A New Package Manager – Dark Horse Linux

It’s been too long!

Another round of development on Dark Horse Linux is about to take place.

Beyond just a refresh of Pyrois, and consequently Dyad, package management will be introduced.

I thought long and hard about this, and even changed my mind a few times, but Dark Horse Linux will not use RPM for its native package manager as originally intended. It will instead use its own native package manager, and will have a utility that can convert RPM packages (and a few other package formats) to this native package manager’s format.

RPM hits all the requirements, but it’s got too many legacy features and introduces alot of complexity to what should be a very simple thing. It has many design decisions baked deeply into it that would have certainly been “one way to do it” a long time ago, but even then — we could have done much better with alot less complexity. To top that off, other mainstream package managers are rather derivative as opposed to being a product of a functionality need, and so borrowed alot of those concepts into their implementations as well. New package managers not necessarily tied to a distribution have a different problem, and that’s integration with the core system packages for whole system lifecycle management of packages on the OS, and they lead to configuration management issues, unnecessary system resource overhead and incompatibilities that are unnecessarily complex to troubleshoot — at a cost of long term reliability in alot of cases. We can just do so much better.

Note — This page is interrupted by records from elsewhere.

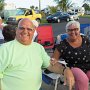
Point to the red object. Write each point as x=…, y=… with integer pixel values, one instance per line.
x=45, y=36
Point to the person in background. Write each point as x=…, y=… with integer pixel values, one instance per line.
x=75, y=50
x=36, y=24
x=9, y=32
x=20, y=63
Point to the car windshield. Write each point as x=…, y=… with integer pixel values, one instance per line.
x=20, y=12
x=56, y=14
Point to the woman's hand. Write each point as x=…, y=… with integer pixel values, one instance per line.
x=53, y=61
x=69, y=78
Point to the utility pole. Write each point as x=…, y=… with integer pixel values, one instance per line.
x=39, y=5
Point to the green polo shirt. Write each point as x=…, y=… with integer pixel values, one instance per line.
x=21, y=65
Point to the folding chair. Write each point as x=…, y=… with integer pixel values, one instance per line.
x=52, y=78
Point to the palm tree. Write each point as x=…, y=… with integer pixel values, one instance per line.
x=1, y=4
x=39, y=5
x=64, y=4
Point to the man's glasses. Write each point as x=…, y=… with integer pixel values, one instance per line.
x=29, y=29
x=75, y=30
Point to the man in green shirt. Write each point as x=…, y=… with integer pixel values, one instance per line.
x=21, y=61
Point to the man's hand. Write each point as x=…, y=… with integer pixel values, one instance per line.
x=69, y=78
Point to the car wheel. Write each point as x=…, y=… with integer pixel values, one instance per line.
x=67, y=19
x=78, y=18
x=58, y=20
x=38, y=20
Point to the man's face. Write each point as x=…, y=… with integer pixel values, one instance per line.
x=73, y=32
x=24, y=32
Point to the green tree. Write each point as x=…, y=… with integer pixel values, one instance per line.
x=64, y=4
x=1, y=4
x=86, y=6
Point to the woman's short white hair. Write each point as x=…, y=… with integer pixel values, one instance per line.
x=73, y=22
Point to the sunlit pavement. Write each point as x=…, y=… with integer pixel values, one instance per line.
x=51, y=87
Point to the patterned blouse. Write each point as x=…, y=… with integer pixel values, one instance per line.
x=76, y=57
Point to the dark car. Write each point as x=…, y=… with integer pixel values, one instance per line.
x=58, y=17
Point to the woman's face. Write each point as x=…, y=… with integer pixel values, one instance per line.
x=73, y=32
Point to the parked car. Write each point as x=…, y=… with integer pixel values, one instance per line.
x=74, y=15
x=58, y=17
x=24, y=13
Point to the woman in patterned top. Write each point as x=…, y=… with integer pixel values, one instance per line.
x=75, y=50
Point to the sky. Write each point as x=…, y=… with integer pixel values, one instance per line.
x=44, y=3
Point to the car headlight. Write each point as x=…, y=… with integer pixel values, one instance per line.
x=54, y=17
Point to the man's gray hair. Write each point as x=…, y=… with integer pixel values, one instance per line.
x=73, y=22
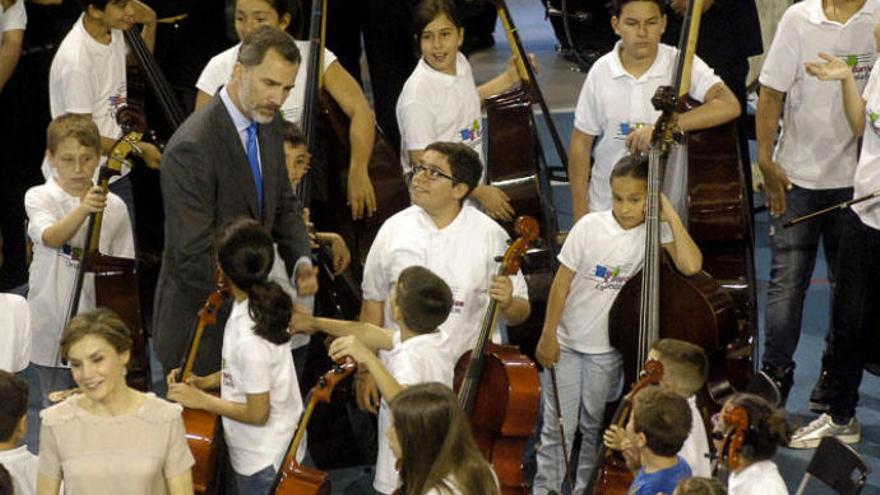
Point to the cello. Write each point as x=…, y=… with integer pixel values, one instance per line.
x=696, y=309
x=294, y=478
x=612, y=474
x=498, y=387
x=516, y=164
x=330, y=179
x=202, y=426
x=115, y=278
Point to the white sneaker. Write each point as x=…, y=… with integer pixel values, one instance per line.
x=808, y=437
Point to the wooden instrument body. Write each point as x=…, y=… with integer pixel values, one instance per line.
x=386, y=174
x=297, y=479
x=720, y=222
x=505, y=411
x=513, y=166
x=201, y=437
x=695, y=309
x=116, y=287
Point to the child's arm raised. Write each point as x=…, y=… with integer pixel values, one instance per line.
x=683, y=250
x=61, y=231
x=389, y=387
x=253, y=412
x=374, y=337
x=547, y=351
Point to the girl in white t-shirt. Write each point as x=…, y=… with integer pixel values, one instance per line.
x=441, y=102
x=601, y=253
x=755, y=473
x=259, y=395
x=431, y=438
x=340, y=85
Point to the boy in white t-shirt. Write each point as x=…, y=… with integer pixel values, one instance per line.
x=87, y=76
x=421, y=302
x=13, y=20
x=57, y=217
x=454, y=240
x=685, y=367
x=20, y=463
x=614, y=108
x=811, y=166
x=854, y=306
x=602, y=251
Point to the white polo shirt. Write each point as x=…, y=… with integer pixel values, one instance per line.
x=253, y=365
x=612, y=103
x=867, y=178
x=604, y=256
x=89, y=77
x=218, y=72
x=53, y=271
x=418, y=359
x=12, y=19
x=462, y=254
x=434, y=106
x=817, y=149
x=761, y=478
x=15, y=333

It’s easy to say that “Well, RPM can do alot”, and it can, but it shouldn’t. All of the things that RPM can do can be done better by returning to the UNIX design philosophy, with dedicated purpose components for each type of thing. We won’t lose anything this way, and we stand to do better than RedHat and RedHat derivatives if Dark Horse goes its own way with package management.

Designing a package manager is a daunting task. There’s alot that goes into it because we have overloaded what a package manager is. If you look at the first 2 sentences of the wikipedia page for “Package manager”, you’ll see it’s a pretty overloaded term there, too:

A package manager or package-management system is a collection of software tools that automates the process of installing, upgrading, configuring, and removing computer programs for a computer in a consistent manner.^[1]

Truthfully, it doesn’t have to be that big to be secure, and usable for all the things consumers (and enterprises) need a package manager to do as of today. Essentially, it just needs to manage the lifecycle of versioned collections of files on the system. That’s it.

If you look at what RPM is doing, or if you’re already familiar with RedHat systems, you’ll see that the process of creating an RPM also involves often compiling the software as part of that rpmbuild process, and RPMbuild itself if you’ve ever built with it dedicates a great deal of its features to navigating the arduous process of compiling software. Even without compiling it’s like navigating a complex maze to build the package.

This is an artifact from an earlier time, when the users were regularly compiling software and wanted to reduce or automate their compile burden and just bundle the whole product lifecycle into that process. However, the user profile since those days changed to something else — a user base that didn’t do quite so much of that. The developer profile changed too — RPM is such an involved drag to work with for modern users that write software that they outright refuse to use it at all, even for major products. This happens in both enterprise and FOSS projects. So, what we’ve all ended up with is a huge ecosystem of software whose install process is more often than not just spraying files onto servers like animals, or some big bloated ansible job that eats everybody’s time to maintain and is prone to failures, or the use of super shitty third party package management systems like snap, or flatpak, or any of the other absolute train wrecks developers are writing to get around just packaging their software. They can compile their software just fine — their barrier is the complexity that many native package managers for even mainstream distributions introduce and it’s alot of unnecessary work. If you want an example, the Signal project, which actually wants to package their software properly due to the security implications, has been arguing about the right approach to build RPMs for four years and counting as of the time of this writing. If you want another project stunted by this issue, there’s Gitea, who’s in the same boat. This is hurting those projects. Surely enough, flatpak and snap got packages first for it, because they don’t create unnecessary complexity barriers to format adoption even if they are horrid, awful package management systems to use.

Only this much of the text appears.